In modo particolare, il numero 3 dell’articolo considerato puniva il soggetto che, in stato di 
cessazione dei pagamenti, realizzasse delle operazioni che si risolvevano nel cagionamento di 
un danno nei confronti dei creditori; il danno poteva non essere stato cagionato dolosamente, 
bensì semplicemente a causa della volontà di risollevare le sorti della propria impresa, volontà 
accompagnata dall’illusione di poter risanare le proprie finanze e di poter restituire, in seguito, 
il prestito. La dottrina, quindi, individuava nel reato in esame due elementi specifici: morale e 
materiale. L’elemento morale specifico era rappresentato dalla volontà di ritardare il 
fallimento; questo elemento poteva essere riconosciuto dal giudice grazie alla valutazione 
delle modalità di impiego dei fondi acquisiti dal commerciante (che, appunto, dovevano 
essere utilizzati allo scopo di posticipare il fallimento). Distrarre o consumare i fondi acquisiti 
determinava, invece, l’imputazione per bancarotta fraudolenta. 
L’elemento materiale consisteva in una delle condotte descritte dall’articolo stesso, cioè , ad 
esempio nell’attività di acquisto, effettuata intenzionalmente, e seguita dalla condotta di 
rivendita della merce acquistata al disotto del valore corrente; questo, infatti, rappresentava un 
“mezzo rovinoso di far danaro”14 e diventava reato quando, appunto, la condotta fosse stata 
realizzata allo scopo di ritardare il fallimento. 

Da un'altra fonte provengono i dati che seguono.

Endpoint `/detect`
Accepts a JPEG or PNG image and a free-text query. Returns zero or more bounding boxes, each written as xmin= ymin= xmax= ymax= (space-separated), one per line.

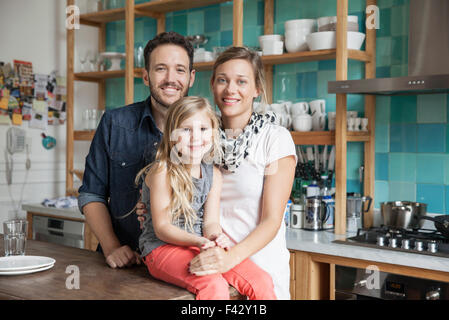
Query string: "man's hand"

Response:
xmin=136 ymin=202 xmax=147 ymax=229
xmin=209 ymin=233 xmax=232 ymax=250
xmin=105 ymin=246 xmax=141 ymax=268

Le disposizioni dell’articolo 856 sono state notevolmente modificate nel 1942, quando il 
legislatore si è trovato a dover disciplinare nuovamente la figura di reato consistente nel 
ricorso al credito di tipo “abusivo”. Il legislatore ha, quindi, preferito distinguere l’ipotesi di 
ricorso abusivo al credito rispetto alla bancarotta e alle altre figure di reato ad esso 
“somiglianti”, rendendolo autonomo anche sotto il profilo “grafico” e letterale all’interno 
della legge; infatti, nella Relazione ministeriale che accompagna la Legge Fallimentare, in 
modo particolare al numero 53, si indica, volendo sottolineare le peculiarità della figura 
criminosa, che il reato previsto nelle nuove disposizioni, all’articolo 218, è “manifestamente 
caratterizzato non da semplice colpa ma da dolo di pericolo, esso richiama per alcuni aspetti 
l’insolvenza fraudolenta e per altri la truffa”. Questo fa comprendere le differenti 
connotazioni che il legislatore ha voluto conferire alla nuova fattispecie. 
Nonostante la derivazione abbastanza palese del ricorso abusivo al credito dal vecchio Codice 
di commercio, alcuni esponenti della dottrina 15 escludevano, e tutt’ora escludono, la 
riconducibilità dell’articolo 218 alla vecchia normativa; infatti, si afferma in modo categorico, 
                                               
14
 Da CUZZERI E., Commentario..., cit.,., p. 700; 
15
 Supra, nota 7.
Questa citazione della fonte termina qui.